Plausch mit Frau Nettesheim – Aus dem Kopf abgetippt

Trithemius
Liebe Frau Nettesheim, mein Kopf ist ganz leer.

Frau Nettesheim
Do mäht mer en Kölle kein Finster för op.

Trithemius
Aha! Dafür öffnet man in Köln kein Fenster. Sie finden meine Gedankenleere also unwichtig?

Frau Nettesheim
Ich wundere mich nicht, weil ich Sie lange genug kenne. Unwichtig ist dieser Hinweis nicht. Sie sollten schon ein paar Gedanken im Kopf haben, wenn Sie sich bemüßigt fühlen zu schreiben.

Trithemius
Wollen Sie damit sagen, dass vor dem Schreiben schon alles im Kopf parat liegen muss, so dass man es hurtig vom inneren Schreibtisch abtippen kann?

Frau Nettesheim
Für Schopenhauer sind das die seltenen Denker. Die meisten seien „solche, die während des Schreibens denken.“

Trithemius
Ich schätze Schopenhauer, aber seine Geringschätzung des schreibenden Denkens ist vermutlich eine kleine Bosheit gegen Berufskollegen. Echte Philosophen wie er fangen erst an zu schreiben, wenn sie eine Sache gedanklich durchdrungen haben. Schlechte Philosophen sortieren ihre Gedanken erst beim Schreiben. Doch literarisches Schreiben ist anders. Man kann sich schreibend etwas ausdenken und wundersame Texte verfassen.

Frau Nettesheim
Schreibendes Denken als kreativer Prozess?

Trithemius
Gedanken lassen sich nicht herbeizwingen.
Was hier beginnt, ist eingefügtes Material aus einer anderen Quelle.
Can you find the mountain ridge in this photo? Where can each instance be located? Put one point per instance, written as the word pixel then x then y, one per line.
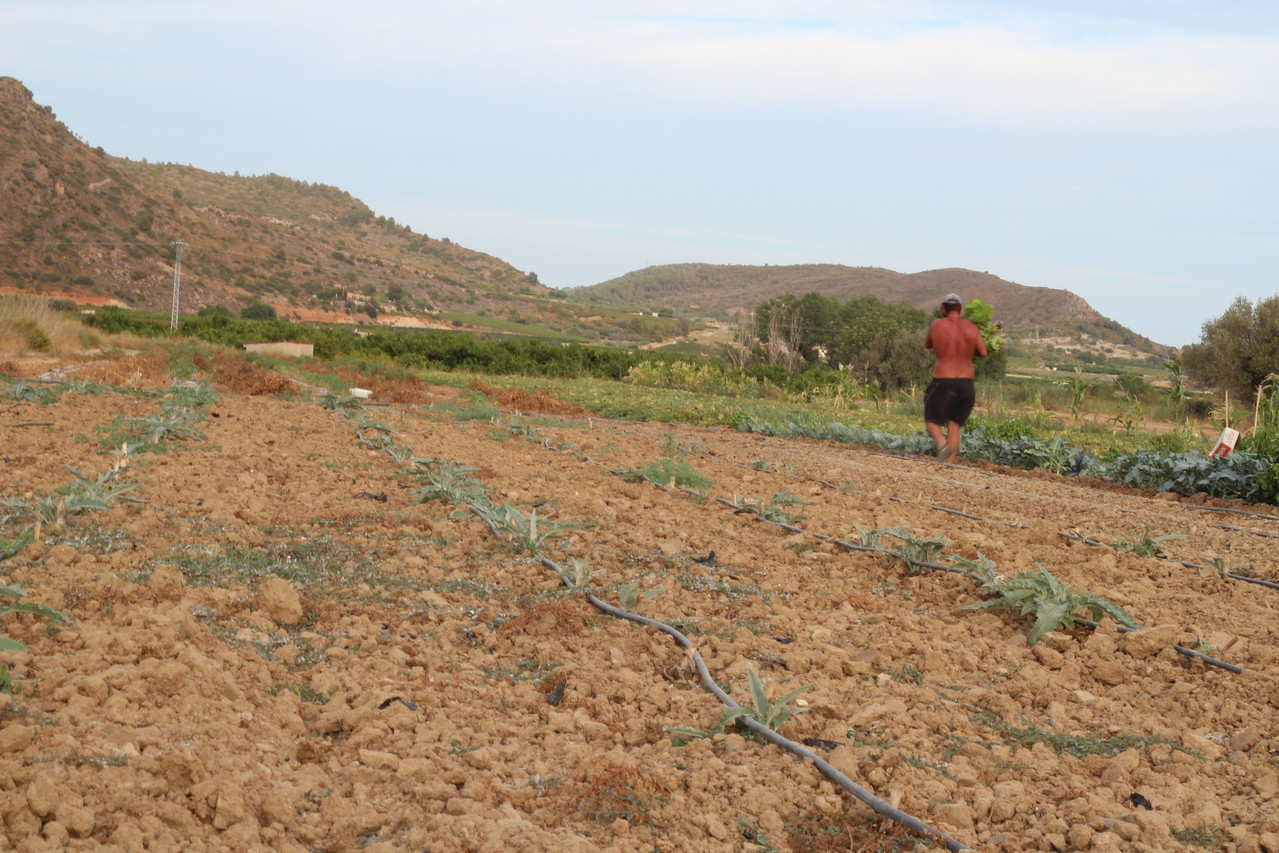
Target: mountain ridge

Sie schießen einem in den Sinn, wie sie lustig sind. Sie von vorneherein auszuschließen, verarmt das Schreiben. Wer sich schon alles im Kopf zurechtgelegt hat, bevor seine innere Tippmamsell zu Werke geht und alles abtippt, muss jeden plötzlich auftretenden Gedanken verscheuchen.

Frau Nettesheim
„Tippmamsell“ ist wohl herabsetzend.

Trithemius
Wenn die Dame höchsteigen in meinem Kopf ist, kann ich sie nennen, wie ich will, auch „mein inneres Maschinenfräulein.“ Und sie soll sich nicht erfrechen, den Kopfhörer aufzusetzen und „Schopenhauer, Schopenhauer“ zu trällern, wenn ich mit einem neuen Gedanken daher komme.

Frau Nettesheim
So leer wie Sie eingangs geklagt haben, ist Ihr Kopf wohl gar nicht. Da sitzen immerhin eine Tippmamsell und ein Maschinenfräulein, das seinen Schopenhauer gelesen hat.